AAA = test_dir / "AAA"
dataset_ready = AAA.is_dir() and any(AAA.glob("*.png"))

if dataset_ready:
    print("words3/test already complete – nothing to do.")
else:
    test_dir.mkdir(parents=True, exist_ok=True)

  # split loop
  for cls_dir in tqdm.tqdm([d for d in train_dir.iterdir() if d.is_dir()], desc="Creating 15 % test split"):
      tgt_cls = test_dir / cls_dir.name
      tgt_cls.mkdir(parents=True, exist_ok=True)

    # list PNGs still in train/ for this class (those already moved last run are gone)
    imgs = list(cls_dir.glob("*.png"))
    if not imgs: # all imgs already moved in a previous run
        continue

    # number to move: 15% rounded down, but keep ≥1 in train/
    n_move = max(1, math.floor(len(imgs) * FRACTION))
    n_move = min(n_move, len(imgs) - 1) # safeguard: leave ≥1

    random.shuffle(imgs)
    for img in imgs[:n_move]:
        shutil.move(str(img), tgt_cls / img.name)

  print("Test split ready.")
  print("Train images:", sum(1 for _ in train_dir.rglob("*.png")))
  print("Test images:", sum(1 for _ in test_dir.rglob("*.png")))
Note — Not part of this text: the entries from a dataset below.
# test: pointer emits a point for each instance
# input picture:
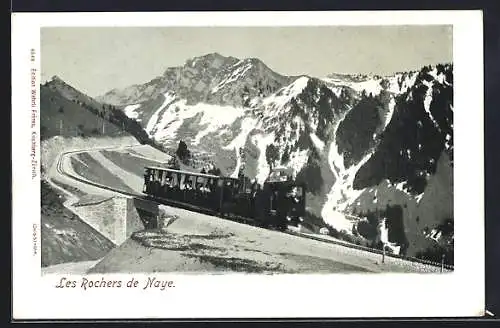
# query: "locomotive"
(277, 203)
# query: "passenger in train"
(147, 175)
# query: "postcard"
(247, 165)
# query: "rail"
(242, 219)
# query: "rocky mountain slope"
(367, 146)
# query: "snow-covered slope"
(364, 145)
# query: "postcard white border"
(460, 293)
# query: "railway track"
(191, 207)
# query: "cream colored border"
(379, 295)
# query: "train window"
(175, 180)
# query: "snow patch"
(235, 75)
(280, 99)
(298, 160)
(427, 102)
(130, 111)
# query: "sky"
(98, 59)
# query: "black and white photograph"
(255, 150)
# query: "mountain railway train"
(279, 202)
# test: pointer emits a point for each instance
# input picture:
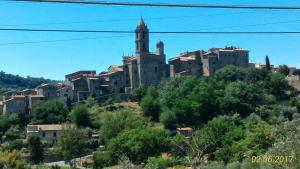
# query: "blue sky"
(55, 59)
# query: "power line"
(131, 19)
(93, 2)
(59, 40)
(152, 32)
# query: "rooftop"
(48, 127)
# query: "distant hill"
(10, 82)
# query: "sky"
(53, 55)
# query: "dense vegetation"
(237, 114)
(9, 82)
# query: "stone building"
(188, 63)
(47, 90)
(48, 133)
(83, 84)
(16, 104)
(144, 68)
(202, 63)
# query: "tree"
(12, 160)
(90, 102)
(284, 69)
(150, 104)
(73, 142)
(69, 103)
(277, 85)
(240, 97)
(115, 122)
(268, 65)
(188, 101)
(50, 112)
(139, 93)
(138, 144)
(230, 74)
(13, 145)
(12, 134)
(80, 116)
(36, 149)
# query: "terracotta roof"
(114, 68)
(184, 129)
(49, 127)
(41, 96)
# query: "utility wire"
(132, 19)
(93, 2)
(152, 32)
(60, 40)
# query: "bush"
(115, 122)
(14, 145)
(138, 144)
(157, 163)
(51, 112)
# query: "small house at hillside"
(187, 132)
(48, 133)
(1, 107)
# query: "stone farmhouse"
(142, 68)
(48, 132)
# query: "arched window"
(144, 35)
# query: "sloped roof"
(49, 127)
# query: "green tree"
(51, 112)
(80, 116)
(36, 149)
(277, 85)
(12, 134)
(230, 74)
(90, 102)
(13, 145)
(138, 144)
(268, 65)
(139, 93)
(189, 101)
(150, 104)
(284, 69)
(240, 97)
(115, 122)
(73, 142)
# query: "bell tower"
(141, 38)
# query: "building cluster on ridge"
(144, 68)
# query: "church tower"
(142, 38)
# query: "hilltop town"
(144, 68)
(199, 109)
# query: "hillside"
(10, 82)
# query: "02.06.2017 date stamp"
(272, 159)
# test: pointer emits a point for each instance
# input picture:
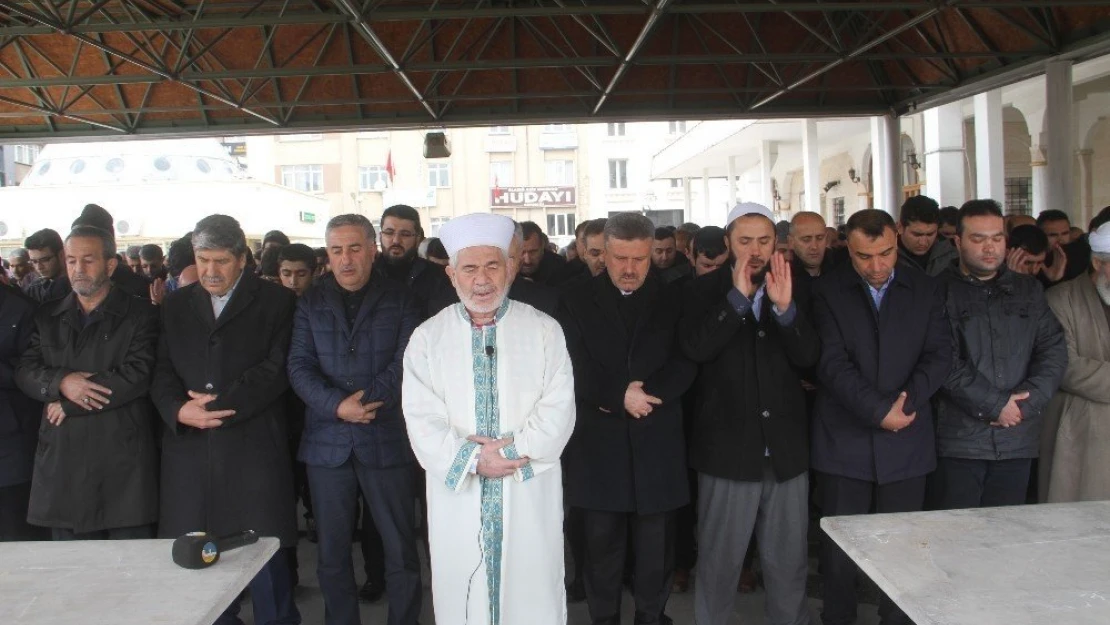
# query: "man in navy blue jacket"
(886, 349)
(350, 334)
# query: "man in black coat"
(886, 349)
(220, 385)
(748, 331)
(1010, 359)
(626, 463)
(350, 334)
(90, 360)
(19, 419)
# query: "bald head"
(809, 240)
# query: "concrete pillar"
(810, 167)
(1086, 189)
(989, 153)
(1060, 134)
(944, 154)
(768, 153)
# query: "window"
(561, 224)
(309, 179)
(373, 178)
(501, 173)
(559, 173)
(1019, 198)
(439, 175)
(618, 173)
(26, 154)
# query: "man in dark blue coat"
(350, 334)
(886, 349)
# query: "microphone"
(199, 550)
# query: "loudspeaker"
(436, 145)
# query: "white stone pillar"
(810, 167)
(989, 153)
(768, 153)
(944, 154)
(1060, 137)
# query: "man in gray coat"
(1010, 356)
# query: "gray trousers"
(728, 511)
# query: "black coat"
(1007, 341)
(615, 462)
(867, 360)
(749, 395)
(19, 414)
(98, 470)
(236, 476)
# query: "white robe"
(446, 365)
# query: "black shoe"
(371, 592)
(575, 592)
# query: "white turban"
(1100, 240)
(476, 230)
(748, 209)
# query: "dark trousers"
(653, 544)
(134, 533)
(13, 525)
(846, 496)
(391, 499)
(271, 596)
(982, 483)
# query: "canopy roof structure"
(119, 68)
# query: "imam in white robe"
(496, 544)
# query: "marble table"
(119, 583)
(1026, 565)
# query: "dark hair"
(1029, 238)
(298, 253)
(531, 229)
(107, 240)
(709, 241)
(435, 249)
(275, 237)
(180, 255)
(978, 208)
(96, 215)
(151, 252)
(594, 227)
(920, 209)
(664, 233)
(271, 261)
(405, 212)
(950, 215)
(871, 222)
(44, 239)
(220, 232)
(628, 227)
(1051, 215)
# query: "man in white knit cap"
(488, 400)
(1075, 462)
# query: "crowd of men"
(670, 400)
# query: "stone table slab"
(119, 583)
(1025, 565)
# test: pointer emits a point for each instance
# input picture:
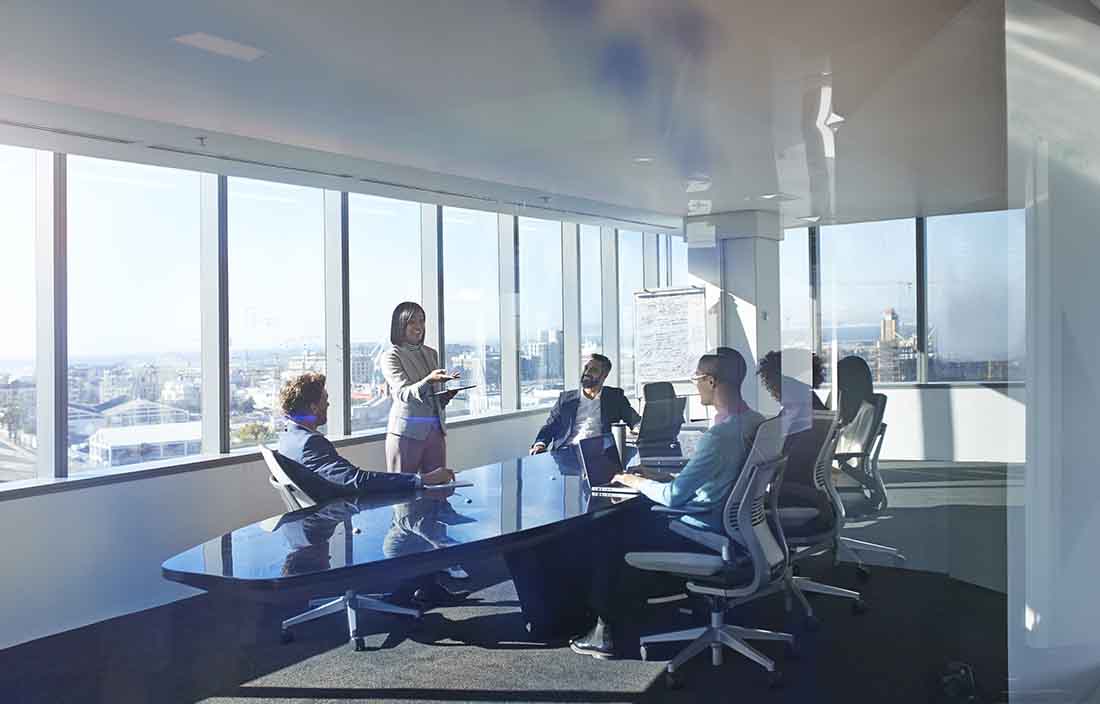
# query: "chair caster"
(774, 679)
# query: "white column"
(608, 260)
(431, 277)
(337, 319)
(52, 309)
(744, 261)
(509, 312)
(571, 300)
(213, 301)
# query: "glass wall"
(869, 295)
(795, 327)
(276, 299)
(472, 310)
(384, 270)
(678, 262)
(134, 333)
(630, 281)
(541, 329)
(977, 278)
(592, 292)
(18, 425)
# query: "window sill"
(25, 488)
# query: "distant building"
(143, 413)
(182, 392)
(117, 447)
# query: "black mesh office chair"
(815, 528)
(661, 418)
(857, 454)
(724, 576)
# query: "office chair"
(857, 454)
(661, 418)
(350, 602)
(809, 531)
(719, 576)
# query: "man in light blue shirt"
(704, 482)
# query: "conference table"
(535, 512)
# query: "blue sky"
(134, 267)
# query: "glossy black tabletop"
(508, 504)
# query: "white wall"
(1053, 74)
(79, 557)
(959, 424)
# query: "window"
(794, 299)
(384, 270)
(630, 281)
(17, 288)
(472, 314)
(678, 262)
(133, 311)
(976, 296)
(869, 295)
(592, 290)
(276, 299)
(541, 330)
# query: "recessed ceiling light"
(221, 46)
(697, 184)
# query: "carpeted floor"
(220, 651)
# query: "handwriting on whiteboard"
(669, 334)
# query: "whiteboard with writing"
(669, 333)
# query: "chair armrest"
(679, 512)
(705, 538)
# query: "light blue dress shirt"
(708, 476)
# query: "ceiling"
(561, 97)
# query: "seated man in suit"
(586, 413)
(306, 403)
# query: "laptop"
(600, 462)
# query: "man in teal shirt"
(704, 482)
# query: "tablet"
(457, 388)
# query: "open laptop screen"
(600, 460)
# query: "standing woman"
(416, 436)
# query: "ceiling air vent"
(84, 135)
(250, 162)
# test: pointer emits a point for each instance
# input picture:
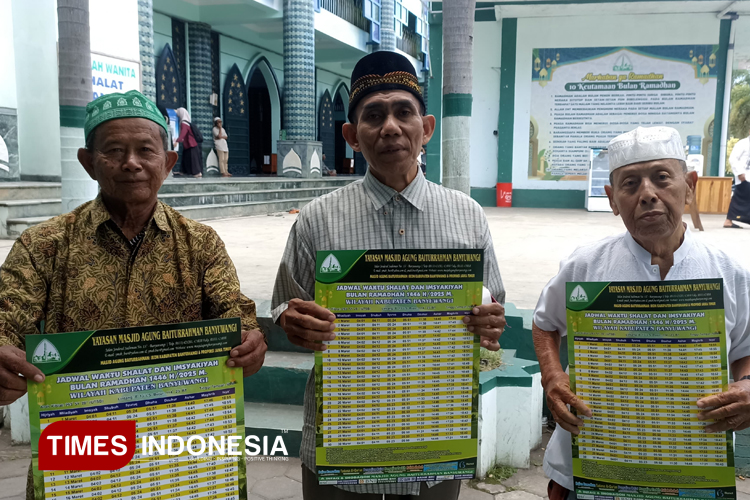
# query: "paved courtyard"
(529, 244)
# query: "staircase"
(25, 204)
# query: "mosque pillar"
(201, 86)
(74, 76)
(299, 153)
(146, 46)
(387, 26)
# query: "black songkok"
(381, 71)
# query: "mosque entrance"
(260, 121)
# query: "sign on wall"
(111, 74)
(581, 98)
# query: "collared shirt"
(78, 272)
(621, 258)
(739, 160)
(367, 215)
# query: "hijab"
(183, 115)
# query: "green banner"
(172, 380)
(641, 355)
(397, 391)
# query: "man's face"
(390, 131)
(650, 197)
(128, 160)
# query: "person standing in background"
(192, 159)
(222, 151)
(739, 208)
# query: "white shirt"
(740, 158)
(220, 144)
(620, 258)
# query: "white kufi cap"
(645, 144)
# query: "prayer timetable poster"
(641, 355)
(397, 391)
(581, 98)
(171, 379)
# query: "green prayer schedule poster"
(172, 380)
(397, 391)
(641, 355)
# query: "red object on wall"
(504, 194)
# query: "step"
(20, 224)
(232, 197)
(222, 211)
(12, 209)
(204, 184)
(29, 190)
(282, 379)
(272, 420)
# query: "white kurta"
(739, 160)
(620, 258)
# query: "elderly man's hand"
(306, 323)
(559, 396)
(250, 354)
(487, 321)
(13, 364)
(730, 410)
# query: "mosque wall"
(37, 88)
(8, 100)
(162, 32)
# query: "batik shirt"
(368, 215)
(78, 272)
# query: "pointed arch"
(235, 107)
(326, 128)
(168, 78)
(343, 91)
(274, 93)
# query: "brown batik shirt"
(78, 272)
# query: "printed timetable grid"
(647, 414)
(397, 377)
(209, 413)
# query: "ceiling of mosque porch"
(338, 44)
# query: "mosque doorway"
(260, 121)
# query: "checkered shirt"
(367, 215)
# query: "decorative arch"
(168, 87)
(274, 93)
(235, 107)
(326, 128)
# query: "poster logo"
(579, 295)
(623, 64)
(45, 352)
(330, 265)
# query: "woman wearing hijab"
(192, 159)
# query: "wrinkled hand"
(731, 409)
(250, 354)
(559, 396)
(487, 321)
(306, 323)
(12, 363)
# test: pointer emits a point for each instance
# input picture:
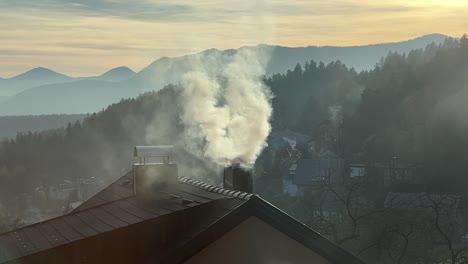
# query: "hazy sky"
(87, 37)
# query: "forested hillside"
(398, 96)
(11, 125)
(410, 107)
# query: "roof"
(309, 171)
(195, 214)
(399, 200)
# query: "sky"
(89, 37)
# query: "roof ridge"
(215, 189)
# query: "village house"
(153, 215)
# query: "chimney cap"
(153, 151)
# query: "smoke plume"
(226, 117)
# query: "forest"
(409, 107)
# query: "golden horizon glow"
(87, 38)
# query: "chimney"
(238, 179)
(153, 169)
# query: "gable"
(254, 241)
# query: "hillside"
(93, 96)
(42, 76)
(117, 74)
(78, 97)
(408, 108)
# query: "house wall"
(255, 242)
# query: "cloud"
(79, 36)
(138, 10)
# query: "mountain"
(42, 76)
(35, 77)
(10, 126)
(117, 74)
(168, 70)
(89, 95)
(77, 97)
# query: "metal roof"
(153, 151)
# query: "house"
(310, 173)
(152, 215)
(279, 139)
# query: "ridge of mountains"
(42, 76)
(43, 91)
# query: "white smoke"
(227, 117)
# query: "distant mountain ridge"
(117, 74)
(85, 95)
(42, 76)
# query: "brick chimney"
(238, 179)
(154, 168)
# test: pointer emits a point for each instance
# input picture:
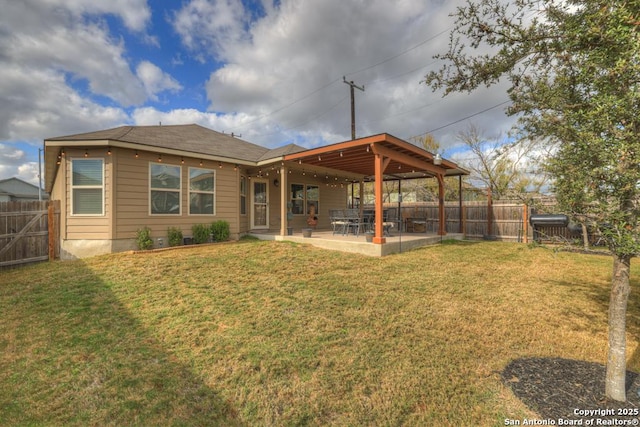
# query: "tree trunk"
(615, 387)
(585, 235)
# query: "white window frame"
(305, 200)
(87, 187)
(243, 195)
(213, 192)
(169, 190)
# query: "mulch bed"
(554, 388)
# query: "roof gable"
(189, 138)
(17, 187)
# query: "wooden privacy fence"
(28, 232)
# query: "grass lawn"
(268, 333)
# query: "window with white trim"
(302, 197)
(164, 189)
(202, 184)
(87, 186)
(243, 195)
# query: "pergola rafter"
(377, 158)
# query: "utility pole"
(353, 105)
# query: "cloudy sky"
(269, 70)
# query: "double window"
(164, 189)
(87, 186)
(243, 195)
(201, 191)
(302, 197)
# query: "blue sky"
(271, 71)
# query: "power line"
(461, 120)
(401, 53)
(240, 126)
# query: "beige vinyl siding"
(58, 192)
(88, 227)
(132, 195)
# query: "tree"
(504, 167)
(574, 69)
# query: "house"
(111, 183)
(15, 189)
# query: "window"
(302, 197)
(87, 187)
(243, 195)
(313, 198)
(201, 191)
(164, 191)
(297, 199)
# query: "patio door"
(260, 204)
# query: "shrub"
(200, 233)
(220, 231)
(143, 239)
(174, 234)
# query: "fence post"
(51, 221)
(489, 213)
(463, 221)
(525, 223)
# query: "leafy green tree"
(574, 69)
(508, 168)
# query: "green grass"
(266, 333)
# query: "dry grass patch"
(276, 334)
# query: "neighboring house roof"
(16, 188)
(188, 138)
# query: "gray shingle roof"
(189, 138)
(281, 151)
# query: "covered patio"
(395, 243)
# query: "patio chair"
(338, 221)
(354, 221)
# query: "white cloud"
(286, 68)
(155, 80)
(210, 25)
(41, 104)
(134, 13)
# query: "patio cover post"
(361, 190)
(379, 168)
(284, 175)
(442, 226)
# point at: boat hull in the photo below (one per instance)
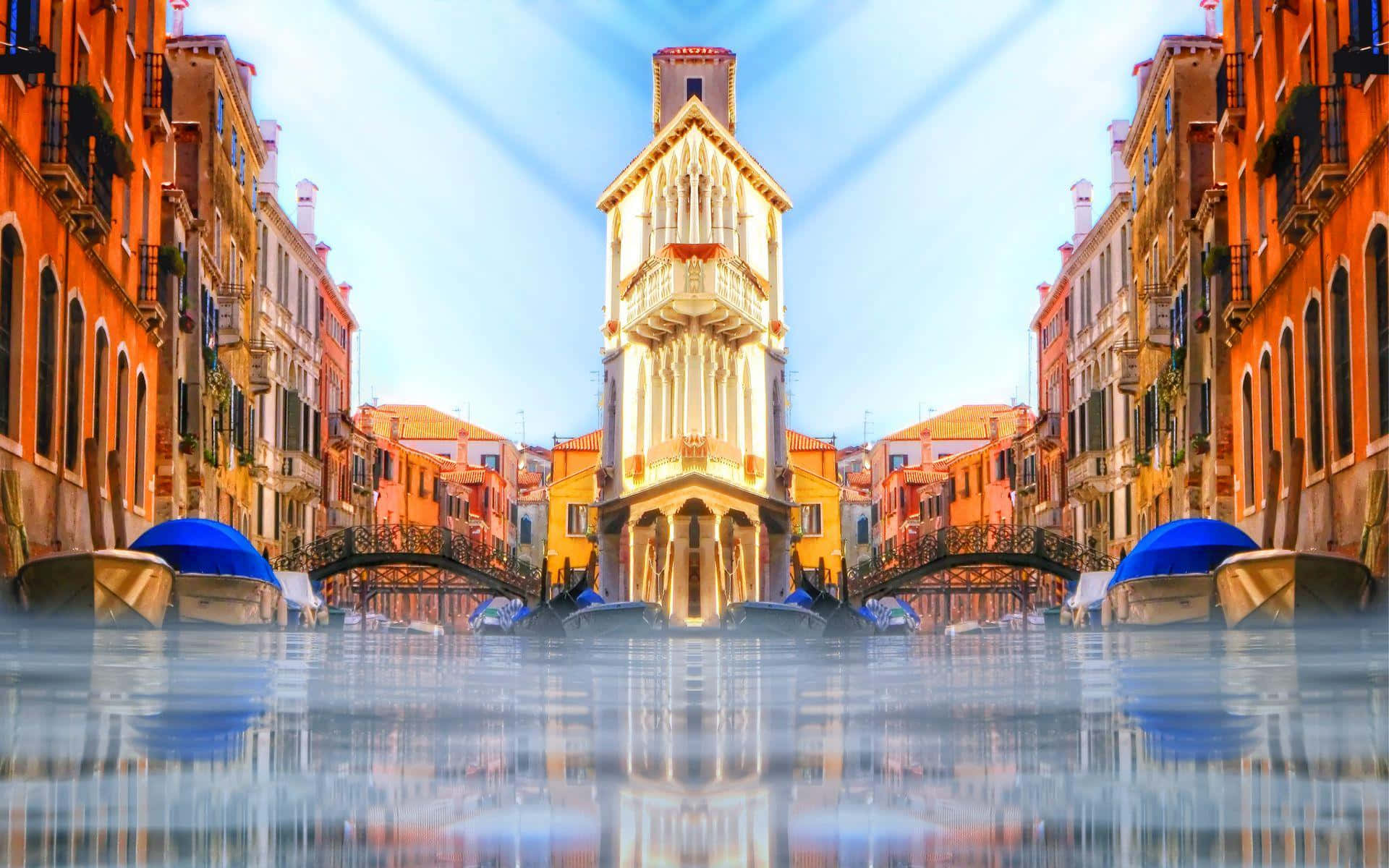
(1281, 588)
(226, 600)
(1163, 600)
(110, 588)
(616, 620)
(773, 620)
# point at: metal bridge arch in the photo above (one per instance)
(981, 545)
(477, 566)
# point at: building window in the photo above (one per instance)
(72, 413)
(140, 401)
(1248, 389)
(99, 386)
(1341, 362)
(1313, 375)
(577, 520)
(1377, 273)
(48, 385)
(10, 279)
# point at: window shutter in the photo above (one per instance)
(294, 412)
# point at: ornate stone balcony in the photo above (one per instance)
(684, 282)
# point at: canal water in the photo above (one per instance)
(1016, 749)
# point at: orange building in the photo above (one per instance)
(1304, 279)
(85, 127)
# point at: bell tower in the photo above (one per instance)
(694, 72)
(694, 488)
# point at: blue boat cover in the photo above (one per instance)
(206, 548)
(590, 597)
(1181, 548)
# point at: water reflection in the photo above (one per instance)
(263, 749)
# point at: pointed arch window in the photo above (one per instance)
(101, 360)
(1289, 398)
(72, 389)
(1377, 274)
(140, 442)
(12, 268)
(1248, 393)
(1341, 363)
(1313, 385)
(48, 381)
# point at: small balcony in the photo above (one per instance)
(303, 474)
(668, 294)
(148, 291)
(261, 353)
(158, 95)
(1087, 475)
(229, 321)
(1158, 326)
(1129, 367)
(1235, 305)
(1230, 95)
(66, 156)
(1320, 120)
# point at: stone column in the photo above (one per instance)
(705, 218)
(778, 567)
(682, 220)
(671, 210)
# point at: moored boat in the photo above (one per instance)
(1281, 588)
(635, 618)
(107, 588)
(773, 620)
(1168, 579)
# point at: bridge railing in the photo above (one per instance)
(349, 545)
(1046, 549)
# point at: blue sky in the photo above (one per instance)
(928, 148)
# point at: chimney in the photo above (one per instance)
(1081, 192)
(270, 176)
(1120, 181)
(307, 202)
(178, 16)
(1212, 25)
(462, 449)
(245, 71)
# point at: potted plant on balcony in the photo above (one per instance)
(1217, 260)
(171, 261)
(1200, 445)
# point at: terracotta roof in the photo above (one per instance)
(917, 477)
(422, 422)
(964, 422)
(799, 442)
(694, 52)
(467, 477)
(590, 442)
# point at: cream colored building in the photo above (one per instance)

# **3. Dataset Loading & Splitting**

In [None]:
def normalise(img, label):
    img = tf.cast(img, tf.float32) / 255.0
    return img, label

# Train dataset
train_ds = tf.keras.preprocessing.image_dataset_from_directory(
    train_dir,
    labels="inferred",
    label_mode="categorical",
    batch_size=BATCH,
    image_size=IMG_SHAPE,
    color_mode="grayscale",
    validation_split=0.2,
    subset="training",
    shuffle=True,
    seed=42
)

# Val dataset
val_ds = tf.keras.preprocessing.image_dataset_from_directory(
    train_dir,
    labels="inferred",
    label_mode="categorical",
    batch_size=BATCH,
    image_size=IMG_SHAPE,
    color_mode="grayscale",
    validation_split=0.2,
    subset="validation",
    shuffle=False,
    seed=42
)

# Test dataset
test_ds = tf.keras.preprocessing.image_dataset_from_directory(
    test_dir,
    labels="inferred",
    label_mode="categorical",
    batch_size=BATCH,
    image_size=IMG_SHAPE,
    color_mode="grayscale",
    shuffle=False
)

# Generate class names for future reference
class_names = train_ds.class_names

# Preprocess datasets
train_ds = (train_ds
            .map(normalise, num_parallel_calls=tf.data.AUTOTUNE)
            .apply(tf.data.experimental.ignore_errors())
            .prefetch(tf.data.AUTOTUNE))
val_ds = (val_ds
          .map(normalise, num_parallel_calls=tf.data.AUTOTUNE)
          .apply(tf.data.experimental.ignore_errors())
          .prefetch(tf.data.AUTOTUNE))
test_ds = (test_ds
           .map(normalise, num_parallel_calls=tf.data.AUTOTUNE)
           .apply(tf.data.experimental.ignore_errors())
           .prefetch(tf.data.AUTOTUNE))

# **4. Visual Sanity Check**

In [None]:
# Utility to display examples from each set
def show_examples(ds, ds_name, num=5):
  # Take one batch
  for images, labels in ds.take(1):
      images = images.numpy()
      labels = labels.numpy()
      break

  plt.figure(figsize=(6,6))

  for i in range(num):
      ax = plt.subplot(3, 3, i+1)
      img = images[i].squeeze()  # shape: (H,W) since grayscale
      lbl = class_names[labels[i].argmax()]
      plt.imshow(img, cmap='gray')
      plt.title(f"{ds_name}: {lbl}")
      plt.axis('off')

  plt.tight_layout()
  plt.show()

# Display 5 examples from each split
show_examples(train_ds, "Train")
show_examples(val_ds, "Val")
show_examples(test_ds, "Test")

# **5. Load & Freeze the Single-Char Model**

In [None]:
base_model = tf.keras.models.load_model(f"{BASE_PATH}/char_cnn_ckpt_best.keras")
base_model.trainable = False # freeze weights initially
print("Base model frozen — params:", base_model.count_params())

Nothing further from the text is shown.